In the pulse ablation mode, for example, the size of the ablation region may be determined according to a parameter of the pulse ablation. The parameter of the pulse ablation includes at least one of: a pulse amplitude, a pulse width, a number of pulse groups, and a number of pulses. An ablation range here is used in combination with the matched consumable. If the matched consumable has 3 electrodes, parameter information of the electrodes can be determined by reading information of the matched consumable. Thus, a pulse ablation range is considered to be a spherical region formed by the 3 electrodes. The size of the spherical ablation region is related to the set pulse amplitude, pulse width, number of pulse groups and number of pulses. The pulse amplitude plays a decisive role and directly determines a magnitude of electric field intensity; the pulse width, the number of pulse groups and the number of pulses determine an action time, and play a factor enlarging or reducing role for the size of the ablation region. The size of the ablation region can be predicted by building a mathematical model of these parameters.


In the RF ablation mode, for example, the size of the ablation region may be determined according to a parameter of the RF ablation. The parameter of the RF ablation includes at least one of: a power, a temperature, a time, and a perfusion volume. Specifically, a range of the ablation region can be determined by a combination of the power, the temperature and the time, and meanwhile, if perfusion is used, the size of the ablation region can also be assessed in combination with perfusion flow as a parameter. The size of the ablation region can be predicted in combination with a mathematical model determined by these parameters.

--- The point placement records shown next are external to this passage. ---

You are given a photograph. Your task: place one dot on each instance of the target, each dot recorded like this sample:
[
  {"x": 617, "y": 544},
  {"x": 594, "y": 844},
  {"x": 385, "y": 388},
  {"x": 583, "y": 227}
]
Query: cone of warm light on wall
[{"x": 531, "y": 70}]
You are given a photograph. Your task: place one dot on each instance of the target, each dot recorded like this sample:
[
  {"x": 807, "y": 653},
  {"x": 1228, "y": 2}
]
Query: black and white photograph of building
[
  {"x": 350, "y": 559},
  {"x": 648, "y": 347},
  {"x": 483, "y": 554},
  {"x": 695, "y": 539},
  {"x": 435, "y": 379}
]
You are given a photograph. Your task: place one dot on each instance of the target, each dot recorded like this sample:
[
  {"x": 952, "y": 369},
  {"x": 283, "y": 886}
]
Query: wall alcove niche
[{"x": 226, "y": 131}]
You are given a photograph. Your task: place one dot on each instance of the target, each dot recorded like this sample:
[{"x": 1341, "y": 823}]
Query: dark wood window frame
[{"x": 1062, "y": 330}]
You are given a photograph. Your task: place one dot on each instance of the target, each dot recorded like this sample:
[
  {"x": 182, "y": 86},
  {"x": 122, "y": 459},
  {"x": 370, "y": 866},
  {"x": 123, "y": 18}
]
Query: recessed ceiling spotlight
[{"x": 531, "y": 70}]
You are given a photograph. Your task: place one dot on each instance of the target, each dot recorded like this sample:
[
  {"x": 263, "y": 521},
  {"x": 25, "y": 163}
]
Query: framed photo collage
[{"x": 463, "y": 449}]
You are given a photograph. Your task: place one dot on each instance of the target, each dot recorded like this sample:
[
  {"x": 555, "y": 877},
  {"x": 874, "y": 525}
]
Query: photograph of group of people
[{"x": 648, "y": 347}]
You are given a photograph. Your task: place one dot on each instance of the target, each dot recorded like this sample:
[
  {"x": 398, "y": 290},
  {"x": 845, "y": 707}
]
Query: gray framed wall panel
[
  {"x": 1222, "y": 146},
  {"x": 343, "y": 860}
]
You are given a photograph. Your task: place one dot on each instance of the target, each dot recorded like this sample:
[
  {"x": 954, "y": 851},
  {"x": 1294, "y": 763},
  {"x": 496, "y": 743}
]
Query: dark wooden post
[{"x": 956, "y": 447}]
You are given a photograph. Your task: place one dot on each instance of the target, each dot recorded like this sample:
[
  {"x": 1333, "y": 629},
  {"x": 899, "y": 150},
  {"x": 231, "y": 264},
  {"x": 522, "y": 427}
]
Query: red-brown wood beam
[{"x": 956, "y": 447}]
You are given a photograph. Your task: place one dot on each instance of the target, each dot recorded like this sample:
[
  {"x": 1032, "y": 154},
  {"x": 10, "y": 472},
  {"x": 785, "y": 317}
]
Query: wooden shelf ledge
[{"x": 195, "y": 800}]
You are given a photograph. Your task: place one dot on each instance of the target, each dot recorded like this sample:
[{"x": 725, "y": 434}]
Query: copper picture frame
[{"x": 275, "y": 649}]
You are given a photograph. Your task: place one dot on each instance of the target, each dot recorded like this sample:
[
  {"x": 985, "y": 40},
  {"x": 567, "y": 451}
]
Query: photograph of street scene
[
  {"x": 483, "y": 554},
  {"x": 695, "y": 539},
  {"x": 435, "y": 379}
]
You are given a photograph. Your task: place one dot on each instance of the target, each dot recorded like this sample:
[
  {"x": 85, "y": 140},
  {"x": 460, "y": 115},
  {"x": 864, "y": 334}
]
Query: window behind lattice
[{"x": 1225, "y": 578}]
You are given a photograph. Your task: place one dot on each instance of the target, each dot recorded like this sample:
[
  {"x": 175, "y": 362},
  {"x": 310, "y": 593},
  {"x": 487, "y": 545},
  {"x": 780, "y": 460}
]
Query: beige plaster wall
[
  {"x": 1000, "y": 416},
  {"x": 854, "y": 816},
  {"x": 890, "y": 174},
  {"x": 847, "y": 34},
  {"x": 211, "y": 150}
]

In an embodiment, the characteristic of the ablation region is the position of the ablation region.


The ablation consumable may have a corresponding position sensor. The ablation system can obtain position information of the corresponding consumable by the position sensor, and the information is transmitted to the matched navigation system, such that the ablation position can be learnt. Specifically, as mentioned above, the ablation system 100 may further include the position signal acquisition module and the navigation system. The position signal acquisition module is configured to acquire the position information of the ablation consumable according to the position sensor of the ablation consumable. The navigation system is configured to determine the position of the ablation region according to the position information of the ablation consumable acquired by the position signal acquisition module. When a plurality of consumables are used simultaneously, the navigation system can estimate a position range of the tumor by using the position information. The navigation system transmits the information to the output control module of the ablation system, such that the output control module can be assisted in intelligently judging whether the selected ablation mode can meet requirements of the ablation region, and the most appropriate output mode can be appropriately selected to facilitate the electrode to perform output in a corresponding ablation energy mode.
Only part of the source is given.